Consumers paid far more attention to the superficial aspects of a site - its design look - than its content. Nearly half of all consumers (or 46.1%) in the study assessed the credibility of sites based in part on the appeal of its overall visual design, including layout, typography, font size and colour schemes. Information structure and information focus came in second.

The study says: "Our result about the prominence of design look was not what we had hoped to find; we had hoped to see that people used more rigorous evaluation strategies." The connection between design look and perceived credibility suggests that creating websites with quality information alone is not enough to win credibility in users' minds.

"In most cases, website designers need also focus on the impression that the visual design will make, creating a site that achieves what many of our participants described as "a polished, professional look". "But the connection between visual design and credibility may not be so simple. Slick-looking websites frequently received negative comments. Participants seemed to make judgments about the people behind the site on the basis of the design look."

One purpose of this study was to help Consumer WebWatch fulfil its mission of ensuring that the internet is a place where consumers can safely and efficiently find information and make transactions. Consumer WebWatch has outlined five guidelines involving transparency and fairness:

  • Identity: Making clear who owns the site and how people can contact them.
  • Advertising and sponsorships: Distinguishing between ads and content and disclosing relevant business relationships.
  • Customer service: Disclosing costs and policies relevant to consumers.
  • Corrections: Correcting past information that was false or misleading.
  • Privacy: Disclosing how personal information will be used.

“We would have 1500 to 2000 customers, and probably about 200 deliveries a day, apart from Valentine's Day, when the volume is 20-fold.”

Barbara Pollak
Pearson's Florist

Whether or not Pearsons conforms with these guidelines, its website leads to sales: customers trust the website with their payment details.

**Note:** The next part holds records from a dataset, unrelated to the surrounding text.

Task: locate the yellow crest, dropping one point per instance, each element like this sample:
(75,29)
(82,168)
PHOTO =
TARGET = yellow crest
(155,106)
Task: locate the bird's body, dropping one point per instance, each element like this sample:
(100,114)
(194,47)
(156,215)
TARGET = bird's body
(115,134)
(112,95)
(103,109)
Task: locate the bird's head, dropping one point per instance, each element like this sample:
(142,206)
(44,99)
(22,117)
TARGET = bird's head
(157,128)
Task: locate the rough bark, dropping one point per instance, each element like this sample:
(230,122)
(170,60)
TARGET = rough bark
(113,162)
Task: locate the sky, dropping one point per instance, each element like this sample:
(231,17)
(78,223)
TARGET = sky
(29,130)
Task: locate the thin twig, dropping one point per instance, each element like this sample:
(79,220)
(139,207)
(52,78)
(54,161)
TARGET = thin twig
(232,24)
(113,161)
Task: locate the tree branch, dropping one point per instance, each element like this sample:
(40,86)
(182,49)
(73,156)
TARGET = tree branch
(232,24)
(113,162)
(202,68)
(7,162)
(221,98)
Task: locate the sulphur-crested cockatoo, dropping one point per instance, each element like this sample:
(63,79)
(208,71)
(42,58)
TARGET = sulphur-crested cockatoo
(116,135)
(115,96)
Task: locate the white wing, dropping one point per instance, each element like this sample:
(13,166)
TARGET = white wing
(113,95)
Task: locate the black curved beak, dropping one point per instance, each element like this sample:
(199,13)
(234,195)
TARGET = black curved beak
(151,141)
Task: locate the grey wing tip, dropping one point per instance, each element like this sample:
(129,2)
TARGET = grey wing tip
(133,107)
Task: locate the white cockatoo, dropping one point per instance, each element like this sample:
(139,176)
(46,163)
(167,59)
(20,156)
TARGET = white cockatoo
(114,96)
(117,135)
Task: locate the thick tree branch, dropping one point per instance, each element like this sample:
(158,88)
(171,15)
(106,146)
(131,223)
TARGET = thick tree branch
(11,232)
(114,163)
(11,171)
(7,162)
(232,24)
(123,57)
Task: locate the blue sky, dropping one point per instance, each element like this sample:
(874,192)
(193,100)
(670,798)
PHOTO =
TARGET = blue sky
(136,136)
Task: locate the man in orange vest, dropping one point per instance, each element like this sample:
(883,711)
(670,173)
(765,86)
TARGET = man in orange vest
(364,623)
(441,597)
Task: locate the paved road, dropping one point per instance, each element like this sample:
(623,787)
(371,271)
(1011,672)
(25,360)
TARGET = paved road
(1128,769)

These details are entered in a secure area of the website.

Usually, this secure area is controlled by a separate billing company, a gateway into a bank which will authenticate credit cards. After the transaction, both billing company and bank subtract their fee.

However, Pearsons has removed the billing company, and handles the transaction manually. They log into their secure area, print out payment details and transfer them into their system.

Pearsons director Barbara Pollak says: "We already have a payment process set up with a bank, so we do not use the website to process the transaction. I like to control the payment in the same way as I control a phone order. I punch the credit card details into our Eftpos machine."

Pollak says for further security, she deletes the order from the website after she has printed it out. "My customer orders are not stored through a third-party provider. I want my customers to feel secure. Besides, I do not want people to hack into the website and steal my client base."

Pearsons is a Sydney-based family business, with 50 staff and 11 stores. It has had a website for about four years. For the past three years, customers have been able to order online.

"We would have 1500 to 2000 customers, and probably about 200 deliveries a day, apart from Valentine's Day, when the volume is 20-fold." She says they get more "joke" orders on the internet than through the telephone. "But you can normally tell.

"If you do not sight the credit card and check the signature - and this is not possible with phone or internet orders - then we have to wear the cost if the order is fraudulently made."

Pearsons has been taking phone orders for flowers for more than 20 years, so they can sense if all is not as it should be. For instance, alarm bells ring if someone orders three dozen roses, a big bear or champagne, yet sounds like a 16-year-old on the phone.